Last month's bombings, and attempted bombings, in London drew attention to the resentment felt by many Muslims in Britain. Some may assume that such hostility also exists in the United States. After all, it is American foreign policy that is seen as the foundation of the Islamic world's differences with the West. In fact, that does not appear to be the case. Surveys show that many Muslims in America may disagree with U.S. foreign policy, but they don't resent America. In fact, for the most part, they like living there.
Washington, 15 August 2005 (RFE/RL) -- Zaffer Mirza says his experience as an immigrant has been a reflection of what is commonly called "the American dream": finding a land of economic opportunity and religious freedom.
During a long interview with RFE/RL at the Muslim Community Center in a suburb of Washington, Mirza said he came to the United States from his native Pakistan in 1973 at the urging of his brother, who already lived in the United States.
Mirza said he was reluctant at first, because he already was doing well in the pharmaceutical industry at home.
Eventually, however, he agreed to move, and still works in the same field. He said he is glad he lives in the United States.
"I do believe, deep down in my heart, that the best country is your own country, if you can live there. But for whatever reason, if you cannot live [there], I believe America is the best country God has given to mankind. It gives you opportunity," Mirza said. "In the Third World countries, the opportunities are not there, even if you are willing to work hard. This country gives you opportunity, and if you are willing to work hard and you are willing to live within the law, there's nothing like this country. I believe that, I really do."

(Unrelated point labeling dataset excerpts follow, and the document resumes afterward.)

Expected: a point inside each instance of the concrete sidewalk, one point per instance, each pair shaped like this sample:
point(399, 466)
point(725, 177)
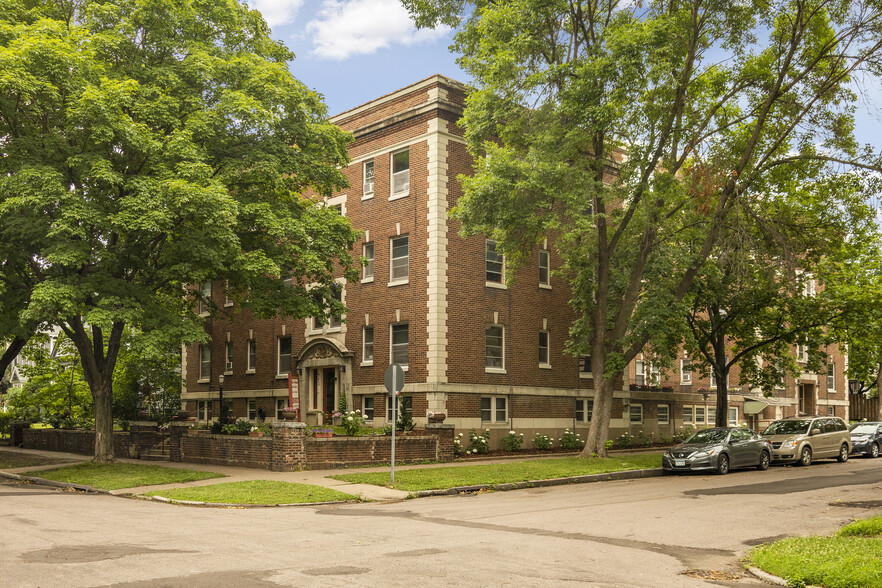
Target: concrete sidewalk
point(313, 477)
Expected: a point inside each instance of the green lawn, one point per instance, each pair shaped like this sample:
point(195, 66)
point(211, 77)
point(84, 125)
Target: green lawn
point(113, 476)
point(11, 459)
point(255, 492)
point(413, 480)
point(852, 558)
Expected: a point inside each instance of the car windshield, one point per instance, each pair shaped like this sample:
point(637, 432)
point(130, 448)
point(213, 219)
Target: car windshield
point(787, 428)
point(863, 429)
point(708, 436)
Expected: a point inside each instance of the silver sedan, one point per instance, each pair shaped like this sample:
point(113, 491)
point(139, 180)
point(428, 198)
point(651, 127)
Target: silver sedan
point(719, 450)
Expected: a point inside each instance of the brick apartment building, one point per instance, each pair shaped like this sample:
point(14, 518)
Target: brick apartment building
point(486, 355)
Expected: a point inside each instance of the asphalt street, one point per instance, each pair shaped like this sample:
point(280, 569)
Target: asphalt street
point(670, 531)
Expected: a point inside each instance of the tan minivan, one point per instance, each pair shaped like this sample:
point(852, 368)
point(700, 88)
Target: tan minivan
point(801, 439)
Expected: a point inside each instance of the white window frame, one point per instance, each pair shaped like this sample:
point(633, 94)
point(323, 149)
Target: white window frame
point(228, 357)
point(402, 177)
point(364, 345)
point(666, 410)
point(392, 344)
point(497, 404)
point(498, 258)
point(368, 190)
point(367, 271)
point(547, 363)
point(494, 369)
point(279, 372)
point(204, 363)
point(686, 374)
point(397, 281)
point(252, 357)
point(546, 268)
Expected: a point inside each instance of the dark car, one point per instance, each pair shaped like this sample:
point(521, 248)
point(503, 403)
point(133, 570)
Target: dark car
point(719, 449)
point(866, 438)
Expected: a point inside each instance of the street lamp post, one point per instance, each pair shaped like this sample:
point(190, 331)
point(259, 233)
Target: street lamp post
point(220, 411)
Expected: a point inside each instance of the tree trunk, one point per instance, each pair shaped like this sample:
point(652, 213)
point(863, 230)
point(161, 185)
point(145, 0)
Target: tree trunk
point(598, 431)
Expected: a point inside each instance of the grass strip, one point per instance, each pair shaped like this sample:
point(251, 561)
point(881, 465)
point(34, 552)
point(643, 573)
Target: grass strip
point(255, 492)
point(849, 559)
point(113, 476)
point(10, 459)
point(440, 478)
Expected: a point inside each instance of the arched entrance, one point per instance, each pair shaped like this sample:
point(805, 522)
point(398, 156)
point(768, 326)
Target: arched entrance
point(326, 375)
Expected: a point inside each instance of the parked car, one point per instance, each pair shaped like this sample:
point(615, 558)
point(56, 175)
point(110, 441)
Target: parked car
point(719, 449)
point(866, 438)
point(801, 439)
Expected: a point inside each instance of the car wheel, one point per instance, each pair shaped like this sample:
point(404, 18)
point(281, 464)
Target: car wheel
point(763, 465)
point(805, 458)
point(723, 464)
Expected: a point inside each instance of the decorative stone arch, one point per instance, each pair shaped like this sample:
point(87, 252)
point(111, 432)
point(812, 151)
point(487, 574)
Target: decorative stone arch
point(314, 362)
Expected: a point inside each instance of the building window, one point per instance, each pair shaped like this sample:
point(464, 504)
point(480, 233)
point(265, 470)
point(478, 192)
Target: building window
point(368, 188)
point(205, 363)
point(228, 362)
point(636, 413)
point(664, 414)
point(284, 363)
point(367, 272)
point(733, 416)
point(367, 346)
point(405, 407)
point(399, 344)
point(686, 370)
point(494, 340)
point(544, 269)
point(584, 410)
point(494, 263)
point(585, 366)
point(400, 173)
point(543, 349)
point(204, 305)
point(252, 355)
point(399, 264)
point(494, 409)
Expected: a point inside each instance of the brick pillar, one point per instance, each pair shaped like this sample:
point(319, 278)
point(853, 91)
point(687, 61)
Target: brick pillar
point(444, 433)
point(289, 448)
point(176, 432)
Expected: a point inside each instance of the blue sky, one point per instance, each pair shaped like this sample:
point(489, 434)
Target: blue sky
point(352, 51)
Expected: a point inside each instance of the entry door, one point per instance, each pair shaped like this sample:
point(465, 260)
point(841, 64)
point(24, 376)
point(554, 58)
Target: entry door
point(330, 380)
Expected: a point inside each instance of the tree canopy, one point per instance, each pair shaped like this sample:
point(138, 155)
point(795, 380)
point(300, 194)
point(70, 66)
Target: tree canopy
point(630, 131)
point(148, 146)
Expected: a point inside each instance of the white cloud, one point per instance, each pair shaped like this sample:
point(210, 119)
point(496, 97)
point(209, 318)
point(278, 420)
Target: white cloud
point(277, 12)
point(344, 28)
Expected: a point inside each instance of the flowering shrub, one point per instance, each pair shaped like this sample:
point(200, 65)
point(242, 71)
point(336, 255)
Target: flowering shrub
point(624, 440)
point(479, 442)
point(352, 422)
point(571, 440)
point(542, 442)
point(512, 441)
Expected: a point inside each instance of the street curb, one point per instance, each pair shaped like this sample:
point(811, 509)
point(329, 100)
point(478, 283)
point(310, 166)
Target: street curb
point(586, 479)
point(53, 483)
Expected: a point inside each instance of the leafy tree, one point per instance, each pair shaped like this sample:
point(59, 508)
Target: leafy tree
point(631, 131)
point(756, 297)
point(148, 146)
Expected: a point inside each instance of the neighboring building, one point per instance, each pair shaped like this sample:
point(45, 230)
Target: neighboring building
point(489, 356)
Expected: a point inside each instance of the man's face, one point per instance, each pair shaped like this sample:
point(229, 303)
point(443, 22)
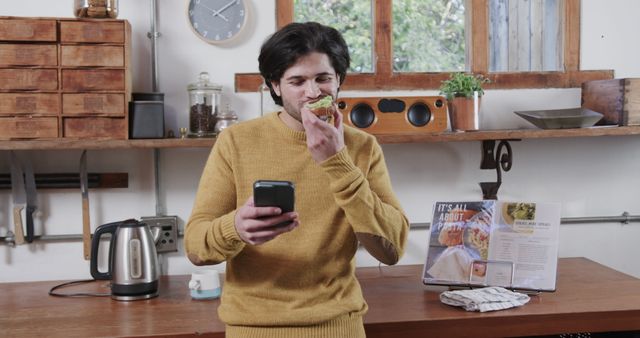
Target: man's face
point(309, 79)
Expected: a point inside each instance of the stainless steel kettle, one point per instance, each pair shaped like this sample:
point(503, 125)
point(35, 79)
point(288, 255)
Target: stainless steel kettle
point(133, 260)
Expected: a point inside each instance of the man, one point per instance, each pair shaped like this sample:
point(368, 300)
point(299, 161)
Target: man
point(296, 280)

This sentiment is echoed by Mohammed Babah, a native of Ghana. He said he emigrated first to Britain, where he worked as a stenographer. In 1973, however, he moved to the United States and began to study finance. He now runs the accounting department of a medical-research company.
Babah said that Muslim immigrants can avoid culture shock by learning about the United States and by seeking out resources such as the Muslim Community Center, of which he is vice president.

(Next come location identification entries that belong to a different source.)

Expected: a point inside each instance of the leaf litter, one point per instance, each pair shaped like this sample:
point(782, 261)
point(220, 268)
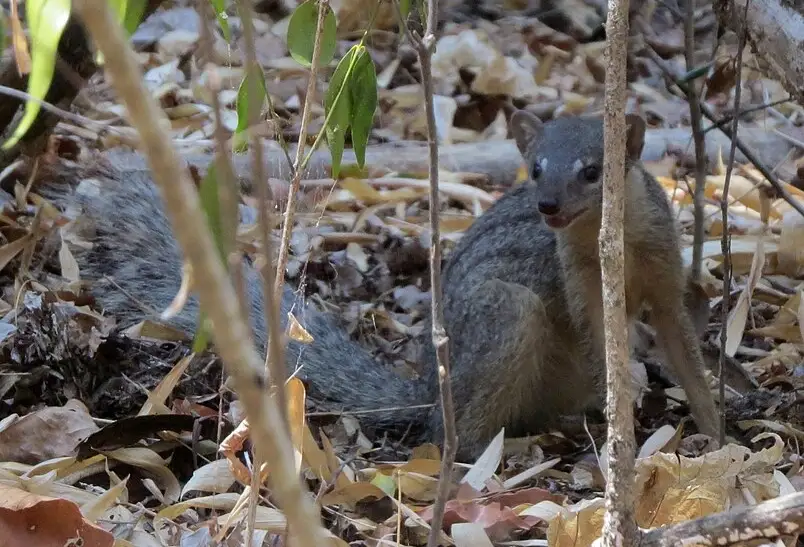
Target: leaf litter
point(140, 460)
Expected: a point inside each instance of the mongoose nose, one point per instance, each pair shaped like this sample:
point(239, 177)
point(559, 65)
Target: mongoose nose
point(548, 206)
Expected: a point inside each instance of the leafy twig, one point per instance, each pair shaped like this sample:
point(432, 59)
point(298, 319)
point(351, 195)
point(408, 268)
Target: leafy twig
point(619, 524)
point(290, 208)
point(217, 296)
point(274, 358)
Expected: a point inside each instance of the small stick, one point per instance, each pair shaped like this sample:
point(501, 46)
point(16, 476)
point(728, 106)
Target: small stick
point(232, 335)
point(425, 45)
point(725, 240)
point(693, 99)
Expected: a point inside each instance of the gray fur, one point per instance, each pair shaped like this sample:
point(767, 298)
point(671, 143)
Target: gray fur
point(522, 301)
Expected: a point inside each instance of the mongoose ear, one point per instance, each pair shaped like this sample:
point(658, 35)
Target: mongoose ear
point(526, 128)
point(635, 136)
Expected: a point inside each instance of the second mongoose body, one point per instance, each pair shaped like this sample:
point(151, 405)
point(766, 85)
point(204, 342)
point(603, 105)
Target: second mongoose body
point(522, 292)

"We came here knowing that there are cultural issues that would clash with our beliefs. We came here knowing that there are people already in this country who are Muslims," Babah said. "We came with the mindset, saying, 'As long as you identify with that [Muslim] group and [are] not swayed by the glitter out there in the general public, you'll be fine.'"
Babah said his community center is an ideal place for him to maintain his close connection to Islam. But he said it would be wrong to call it a refuge from American society, which he does not find alien or hostile to Muslims.

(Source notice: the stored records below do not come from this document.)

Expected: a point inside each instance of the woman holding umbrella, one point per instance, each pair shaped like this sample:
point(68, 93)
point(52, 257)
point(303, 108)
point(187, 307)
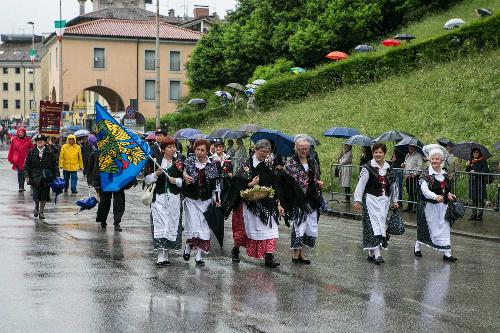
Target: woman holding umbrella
point(432, 227)
point(200, 178)
point(301, 198)
point(477, 183)
point(166, 204)
point(40, 169)
point(375, 192)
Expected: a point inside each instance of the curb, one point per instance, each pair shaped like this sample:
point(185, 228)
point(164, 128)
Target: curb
point(357, 217)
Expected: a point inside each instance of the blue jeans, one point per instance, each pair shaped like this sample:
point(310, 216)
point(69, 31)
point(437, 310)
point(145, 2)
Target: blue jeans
point(74, 177)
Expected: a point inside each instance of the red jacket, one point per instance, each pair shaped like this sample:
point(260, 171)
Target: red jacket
point(18, 151)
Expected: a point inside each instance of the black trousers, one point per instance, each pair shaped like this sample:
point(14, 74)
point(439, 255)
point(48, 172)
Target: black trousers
point(105, 205)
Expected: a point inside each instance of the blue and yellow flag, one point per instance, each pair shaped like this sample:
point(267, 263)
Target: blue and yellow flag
point(122, 154)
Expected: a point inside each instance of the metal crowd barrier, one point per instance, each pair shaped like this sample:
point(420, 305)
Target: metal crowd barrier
point(475, 190)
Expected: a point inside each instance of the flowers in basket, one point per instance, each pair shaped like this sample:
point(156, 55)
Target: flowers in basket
point(257, 192)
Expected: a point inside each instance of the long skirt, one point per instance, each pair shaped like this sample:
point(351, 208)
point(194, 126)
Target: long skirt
point(238, 226)
point(432, 228)
point(306, 232)
point(375, 210)
point(261, 237)
point(41, 193)
point(165, 215)
point(197, 231)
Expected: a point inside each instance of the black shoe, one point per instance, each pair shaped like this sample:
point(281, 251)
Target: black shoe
point(304, 261)
point(270, 261)
point(379, 260)
point(449, 259)
point(235, 254)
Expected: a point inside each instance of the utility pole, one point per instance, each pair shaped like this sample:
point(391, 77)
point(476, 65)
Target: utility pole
point(157, 64)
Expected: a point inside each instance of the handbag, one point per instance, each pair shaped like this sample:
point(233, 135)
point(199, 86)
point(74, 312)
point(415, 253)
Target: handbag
point(454, 211)
point(396, 225)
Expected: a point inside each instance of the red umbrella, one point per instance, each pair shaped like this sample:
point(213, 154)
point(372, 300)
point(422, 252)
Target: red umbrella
point(391, 42)
point(337, 55)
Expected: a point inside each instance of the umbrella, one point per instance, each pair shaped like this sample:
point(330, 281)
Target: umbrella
point(392, 136)
point(444, 142)
point(236, 86)
point(219, 133)
point(73, 128)
point(406, 37)
point(87, 203)
point(341, 132)
point(185, 133)
point(250, 128)
point(196, 101)
point(464, 150)
point(215, 219)
point(81, 133)
point(297, 70)
point(483, 12)
point(428, 148)
point(337, 55)
point(284, 143)
point(454, 23)
point(57, 186)
point(359, 140)
point(258, 82)
point(364, 48)
point(402, 145)
point(391, 42)
point(221, 93)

Still, Baba and Mirza said they have no illusions about life in their adopted country since the attacks of 11 September 2001. Because Al-Qaeda says it has been acting out of religious ideals, they said, some Americans evidently believe that all Muslims are somehow to blame.
Mirza said he faults American Muslims for being too silent about their own feelings after 11 September. As a result, they did not define themselves as political moderates. Instead, he said, they let others define them all as potential terrorists.
The experiences of Mirza and Babah tend to be representative of American Muslims, according to Ibrahim Hooper, the national communications director of the Council on American-Islamic Relations, an advocacy group based in Washington.
"I think American Muslims have some challenges they have to face in terms of discrimination and bias and the growing level of anti-Muslim rhetoric," Hooper said. "But on the whole, I think the situation of the American Muslim community is quite good. We're free to practice our faith, we're free to participate in the society. So in some ways you're freer to be a Muslim in this country than you are in many so-called Muslim countries."
Hooper noted that countries such as Turkey forbid overt religious expression -- for example, women wearing head scarves -- in government buildings, as a way of strictly separating religion and state. And Uzbekistan, he said, sees the practice of Islam in a form not sanctioned by the state as a form of political dissent.
According to Hooper, America's long tradition of religious freedom has made Muslims comfortable about practicing their religion here. Still, he said, some things have changed since 11 September.
"I think America's tradition of religious diversity helps," Hooper said. "I don't think even post-9/11 that American Muslims feel restricted in practicing their faith at all. If we feel restrictions, it's in terms of civil liberties, it's in terms of bias and discrimination, but not a systemic bias and discrimination. It's generally from individuals who are acting out their own personal prejudices."
Overall, though, Hooper said he believes Muslims have done a fairly good job of integrating into American society.